Eigentlich forderten die obersten Verfassungshüter der Republik eine deutlich verbesserte Kontrolle der Lauscher, als sie ihr Urteil am 14. Juli 1999 verkündeten. Es ging um das Verbrechensbekämpfungsgesetz bzw. das G-10-Gesetz, das 1994 verschärft worden war. Mitte Januar legte das Bundeskabinett das überarbeitete Gesetz samt Begründung vor.

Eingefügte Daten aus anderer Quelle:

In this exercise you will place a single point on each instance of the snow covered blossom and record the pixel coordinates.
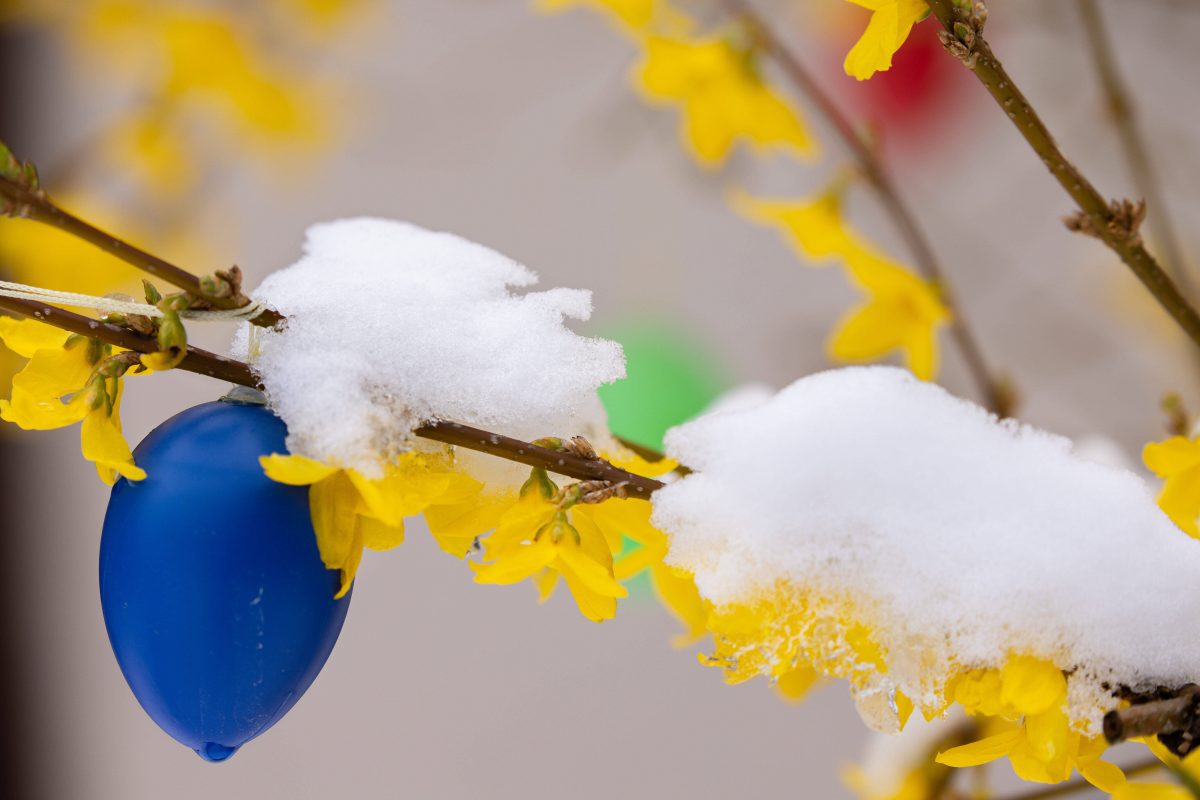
(721, 97)
(887, 30)
(67, 380)
(1177, 461)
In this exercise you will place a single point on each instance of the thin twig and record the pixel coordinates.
(1116, 223)
(451, 433)
(1125, 116)
(1079, 785)
(36, 205)
(993, 392)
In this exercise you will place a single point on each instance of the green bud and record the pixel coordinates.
(153, 295)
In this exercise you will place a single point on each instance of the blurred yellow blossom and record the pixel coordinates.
(1177, 461)
(721, 96)
(63, 383)
(352, 511)
(815, 227)
(903, 312)
(887, 30)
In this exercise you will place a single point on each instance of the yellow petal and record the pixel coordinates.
(334, 503)
(295, 470)
(28, 336)
(517, 564)
(1174, 455)
(1031, 685)
(379, 536)
(981, 752)
(103, 444)
(1103, 775)
(678, 594)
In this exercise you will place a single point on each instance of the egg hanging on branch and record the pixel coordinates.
(217, 605)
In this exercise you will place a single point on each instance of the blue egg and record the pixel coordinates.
(217, 606)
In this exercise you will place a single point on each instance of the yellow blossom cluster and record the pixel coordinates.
(903, 312)
(723, 97)
(65, 382)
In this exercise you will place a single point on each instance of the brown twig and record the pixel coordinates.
(451, 433)
(1125, 118)
(35, 204)
(1157, 717)
(995, 395)
(963, 37)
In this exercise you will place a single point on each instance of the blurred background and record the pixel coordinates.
(216, 132)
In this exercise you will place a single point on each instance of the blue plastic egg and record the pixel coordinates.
(217, 606)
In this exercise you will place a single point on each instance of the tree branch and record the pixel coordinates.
(35, 204)
(994, 394)
(1123, 114)
(451, 433)
(1114, 223)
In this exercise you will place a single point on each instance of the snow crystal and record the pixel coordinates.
(389, 325)
(960, 537)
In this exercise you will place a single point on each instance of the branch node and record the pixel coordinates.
(1122, 223)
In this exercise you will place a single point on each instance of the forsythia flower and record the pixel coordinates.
(543, 536)
(721, 96)
(1177, 461)
(352, 512)
(64, 383)
(1041, 745)
(815, 227)
(903, 313)
(889, 26)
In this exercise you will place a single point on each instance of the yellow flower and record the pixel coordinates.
(815, 226)
(541, 536)
(721, 96)
(61, 385)
(1177, 461)
(889, 26)
(352, 512)
(903, 313)
(1042, 746)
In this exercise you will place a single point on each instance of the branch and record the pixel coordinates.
(1175, 719)
(33, 203)
(1116, 223)
(451, 433)
(1125, 118)
(994, 394)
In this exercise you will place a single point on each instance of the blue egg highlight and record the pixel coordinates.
(217, 606)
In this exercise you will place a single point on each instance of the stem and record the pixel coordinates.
(36, 205)
(877, 176)
(451, 433)
(1103, 220)
(1079, 785)
(1125, 118)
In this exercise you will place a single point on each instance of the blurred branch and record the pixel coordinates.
(1125, 118)
(995, 395)
(1114, 223)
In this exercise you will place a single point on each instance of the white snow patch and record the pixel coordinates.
(389, 325)
(964, 539)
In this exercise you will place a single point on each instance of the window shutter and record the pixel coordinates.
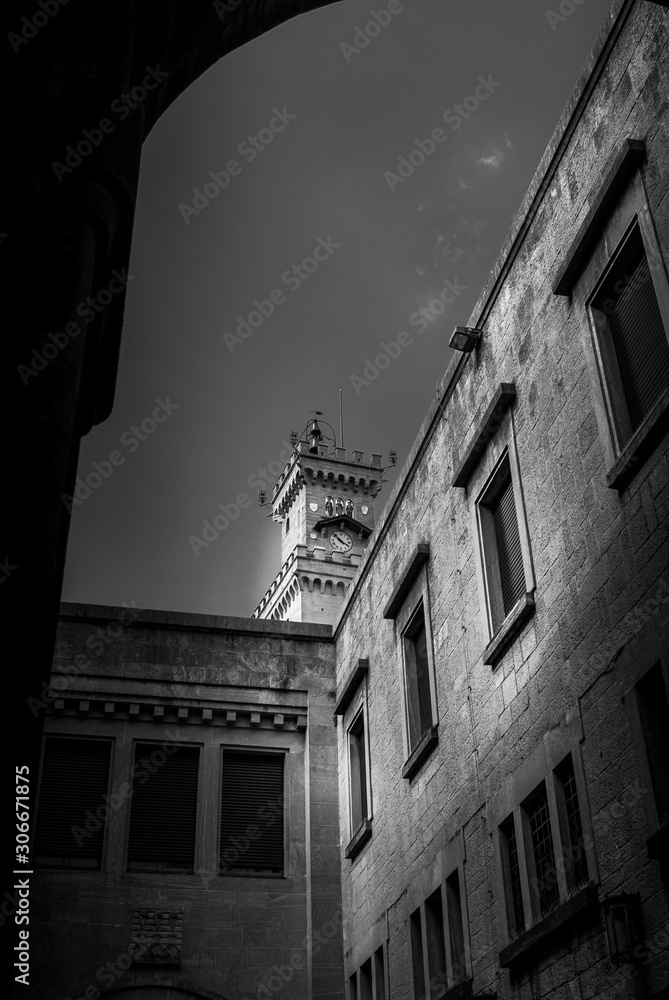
(544, 855)
(252, 796)
(75, 780)
(423, 679)
(638, 335)
(163, 809)
(509, 552)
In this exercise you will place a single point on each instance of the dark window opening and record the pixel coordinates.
(654, 717)
(358, 773)
(514, 895)
(543, 853)
(627, 313)
(456, 934)
(509, 552)
(163, 808)
(417, 954)
(365, 992)
(75, 782)
(434, 939)
(576, 860)
(380, 974)
(418, 678)
(252, 810)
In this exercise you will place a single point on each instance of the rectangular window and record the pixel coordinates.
(365, 982)
(653, 708)
(456, 933)
(632, 337)
(357, 750)
(416, 928)
(379, 975)
(75, 781)
(163, 808)
(557, 859)
(417, 674)
(252, 811)
(543, 855)
(573, 839)
(502, 552)
(513, 888)
(436, 950)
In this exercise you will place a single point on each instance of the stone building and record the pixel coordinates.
(475, 751)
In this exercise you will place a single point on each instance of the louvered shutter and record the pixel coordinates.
(75, 780)
(509, 552)
(639, 338)
(163, 809)
(423, 679)
(252, 813)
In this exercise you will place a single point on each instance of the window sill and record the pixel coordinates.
(544, 929)
(358, 840)
(461, 991)
(417, 757)
(657, 844)
(508, 630)
(640, 445)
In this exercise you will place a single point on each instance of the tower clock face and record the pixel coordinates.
(340, 541)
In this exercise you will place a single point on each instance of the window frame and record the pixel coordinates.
(518, 819)
(358, 714)
(501, 455)
(243, 748)
(54, 735)
(417, 600)
(200, 791)
(622, 452)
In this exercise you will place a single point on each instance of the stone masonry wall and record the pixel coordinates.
(600, 560)
(185, 673)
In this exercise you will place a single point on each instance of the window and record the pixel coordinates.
(417, 958)
(648, 700)
(163, 808)
(434, 939)
(72, 806)
(417, 678)
(632, 337)
(369, 981)
(409, 606)
(617, 275)
(456, 930)
(252, 811)
(502, 553)
(357, 756)
(556, 859)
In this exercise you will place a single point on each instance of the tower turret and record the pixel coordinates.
(324, 501)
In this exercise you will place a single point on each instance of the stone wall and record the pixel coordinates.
(599, 562)
(140, 675)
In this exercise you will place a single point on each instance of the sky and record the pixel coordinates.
(321, 134)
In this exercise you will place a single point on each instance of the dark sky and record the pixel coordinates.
(325, 175)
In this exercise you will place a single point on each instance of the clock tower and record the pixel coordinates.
(324, 502)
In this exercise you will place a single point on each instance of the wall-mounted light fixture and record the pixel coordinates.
(624, 927)
(465, 338)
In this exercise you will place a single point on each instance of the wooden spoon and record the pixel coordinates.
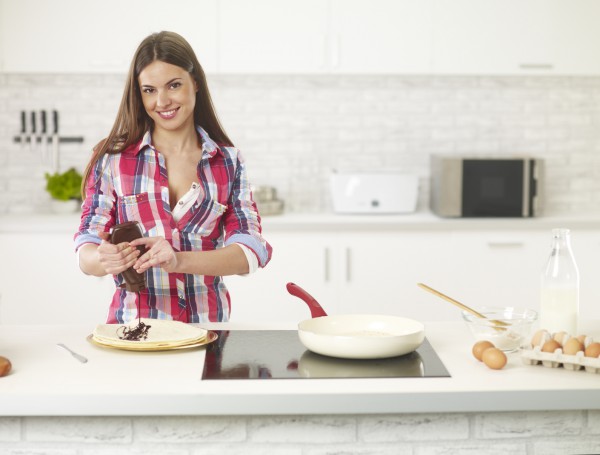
(461, 305)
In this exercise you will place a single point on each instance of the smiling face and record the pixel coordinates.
(169, 95)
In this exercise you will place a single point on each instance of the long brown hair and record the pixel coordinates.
(132, 120)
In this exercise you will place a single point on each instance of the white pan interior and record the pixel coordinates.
(361, 336)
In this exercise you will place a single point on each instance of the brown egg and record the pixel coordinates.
(5, 366)
(494, 358)
(481, 346)
(593, 350)
(540, 337)
(561, 337)
(581, 338)
(551, 346)
(572, 346)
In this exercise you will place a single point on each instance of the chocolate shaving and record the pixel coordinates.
(137, 333)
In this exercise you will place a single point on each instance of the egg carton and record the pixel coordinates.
(535, 356)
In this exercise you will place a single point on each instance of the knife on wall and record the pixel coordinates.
(55, 140)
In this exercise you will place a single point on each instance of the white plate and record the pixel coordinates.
(361, 336)
(161, 332)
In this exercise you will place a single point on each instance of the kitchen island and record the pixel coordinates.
(133, 398)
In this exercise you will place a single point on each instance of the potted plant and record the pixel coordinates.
(65, 190)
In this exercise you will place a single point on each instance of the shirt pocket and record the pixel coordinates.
(206, 214)
(140, 207)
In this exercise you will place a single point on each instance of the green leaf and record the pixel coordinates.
(64, 186)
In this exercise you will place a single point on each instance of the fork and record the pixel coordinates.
(79, 357)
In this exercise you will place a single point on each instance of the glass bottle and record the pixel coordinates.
(559, 303)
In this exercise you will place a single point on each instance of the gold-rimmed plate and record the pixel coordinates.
(210, 337)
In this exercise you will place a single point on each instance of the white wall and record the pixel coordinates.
(294, 129)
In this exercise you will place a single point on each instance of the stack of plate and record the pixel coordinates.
(162, 335)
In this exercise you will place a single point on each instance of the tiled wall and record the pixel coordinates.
(514, 433)
(295, 129)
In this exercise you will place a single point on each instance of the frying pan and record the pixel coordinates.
(356, 336)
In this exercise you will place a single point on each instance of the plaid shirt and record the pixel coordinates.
(132, 185)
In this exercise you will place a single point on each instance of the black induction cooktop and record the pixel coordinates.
(279, 354)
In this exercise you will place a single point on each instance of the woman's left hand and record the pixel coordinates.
(159, 253)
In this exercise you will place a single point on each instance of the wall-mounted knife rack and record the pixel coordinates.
(31, 135)
(39, 139)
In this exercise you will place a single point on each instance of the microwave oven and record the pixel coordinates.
(463, 186)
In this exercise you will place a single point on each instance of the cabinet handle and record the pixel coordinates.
(348, 265)
(536, 66)
(335, 51)
(326, 264)
(507, 244)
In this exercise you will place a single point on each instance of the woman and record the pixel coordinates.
(168, 164)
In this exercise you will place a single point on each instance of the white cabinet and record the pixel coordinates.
(272, 36)
(299, 257)
(377, 271)
(40, 282)
(360, 272)
(586, 249)
(488, 37)
(516, 37)
(498, 268)
(72, 36)
(381, 36)
(315, 36)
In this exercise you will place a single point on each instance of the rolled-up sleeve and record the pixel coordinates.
(241, 220)
(98, 209)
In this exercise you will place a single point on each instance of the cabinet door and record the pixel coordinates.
(575, 36)
(381, 36)
(586, 249)
(69, 36)
(491, 37)
(382, 271)
(299, 257)
(498, 268)
(272, 36)
(516, 37)
(42, 283)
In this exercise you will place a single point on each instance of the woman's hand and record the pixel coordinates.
(159, 253)
(115, 259)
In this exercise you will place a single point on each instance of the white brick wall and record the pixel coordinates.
(526, 433)
(294, 129)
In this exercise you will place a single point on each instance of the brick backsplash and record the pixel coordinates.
(494, 433)
(294, 129)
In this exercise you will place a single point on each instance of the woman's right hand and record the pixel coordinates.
(117, 258)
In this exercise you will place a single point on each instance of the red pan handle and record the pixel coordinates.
(316, 310)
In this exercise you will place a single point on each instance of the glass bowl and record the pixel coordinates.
(506, 338)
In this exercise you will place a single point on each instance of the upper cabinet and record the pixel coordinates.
(380, 36)
(272, 36)
(80, 36)
(316, 36)
(479, 37)
(514, 37)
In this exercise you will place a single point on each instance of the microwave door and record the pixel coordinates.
(493, 188)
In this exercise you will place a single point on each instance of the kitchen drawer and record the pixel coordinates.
(41, 283)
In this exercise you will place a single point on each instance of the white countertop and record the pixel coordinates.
(46, 380)
(49, 223)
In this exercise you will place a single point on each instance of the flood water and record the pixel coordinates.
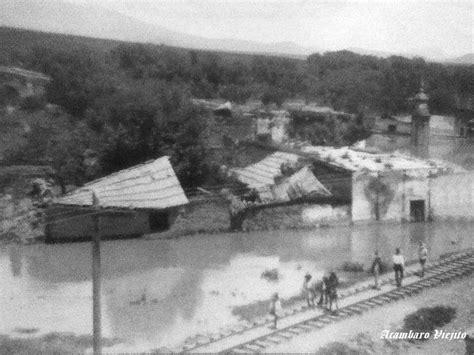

Sönke Hilbrans vom DVD (Deutsche Vereinigung für Datenschutz e.V.) und Wolfgang Kahleck vom RAV (Republikanische Anwältinnen- und Anwälteverein) bezeichneten in einer gemeinsamen Erklärung die Novelle als "Verschlimmbesserung". Die Bundesregierung habe mit der Überarbeitung die Befugnisse des Bundesnachrichtendienstes (BND) erneut erweitert. Sie kritisierten vor allem, dass nunmehr nicht nur Satelliten- und Funkverbindungen ohne Anlass abgehört werden könnten, sondern auch der internationalen Leitungsverkehr.

In der Gesetzesbegründung heißt es, dass sich die Beschränkung auf Satellitenverkehr und Richtfunkverkehr aus der Situation, die der Gesetzgeber 1994 vorgefunden hat, erkläre. Damals erschien die Beschränkung auf Satellitenverkehr und Richtfunkverkehr "ergiebig genug", um Erkenntnisse gewinnen zu können. Inzwischen spiele jedoch Richtfunkverkehr in Mitteleuropa so gut wie keine Rolle mehr. Der Anteil des Satellitenverkehrs an der internationalen Telekommunikation nimmt seit 1997 rapide ab. In einigen Regionen liegt er unter 10 Prozent.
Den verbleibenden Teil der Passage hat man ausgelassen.